Explained | How has the Supreme Court interpreted ‘sex’ and ‘gender identity’ in the past? Premium
The Hindu
How have Supreme Court judgments defined ‘sex’ and ‘gender identity’ in the past ? What definitions do international covenants attribute to these terms?
The story so far: Chief Justice of India D.Y. Chandrachud, presiding over a five-judge constitutional bench, observed last week that the very notion of a man and a woman is not “an absolute based on genitals”, in response to an argument raised by the Centre that the ‘legislative intent’ of marriage throughout has been a “relationship between a biological man and a biological female”.
The Chief Justice underscored that the Centre was making a ‘value judgment’, that there was no ‘absolute concept of a man or an absolute concept of a woman’ and that gender was ‘far more complex’ than one’s genitals.
The Supreme Court was discussing the ambit of gender and whether it expanded beyond the biological sex of a person while hearing a batch of pleas seeking the legalisation of same-sex marriage in India.
As the Chief Justice’s remarks went viral on social media, he was subjected to incessant trolling. Addressing the reactions, Justice Chandrachud on Thursday remarked, “There is nothing absolute; at the cost of being trolled. Answers to what we say in court is in trolls, and not in court.”

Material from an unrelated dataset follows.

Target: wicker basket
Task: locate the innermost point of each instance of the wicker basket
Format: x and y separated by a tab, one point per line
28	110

Solicitor General Tushar Mehta, appearing for the Centre, argued that existing laws including the Special Marriage Act recognized only heterosexual marriages between a “biological man and a biological woman” and emphasised that the biological gender was indeed the gender of a person.
Disagreeing with the Solicitor General, Mr. Chandrachud retorted, ‘There is no absolute concept of a man or an absolute concept of a woman at all… A man or a woman is not a definition of what their genitals are, it is far more complex. Even when the Special Marriage Act says ‘man’ and ‘woman’, the very notion of a man and a woman is not an absolute on what genitals you have’.”
Rebutting the CJI’s remark, the Solicitor General submitted that a ‘biological man means the genitals one has’, though adding that he did not want to use that ‘expression’. He added that if the notion referred to by the CJIis treated as a guiding factor to determinewhether one is a man or a woman, the court would unintentionally be making several acts unworkable.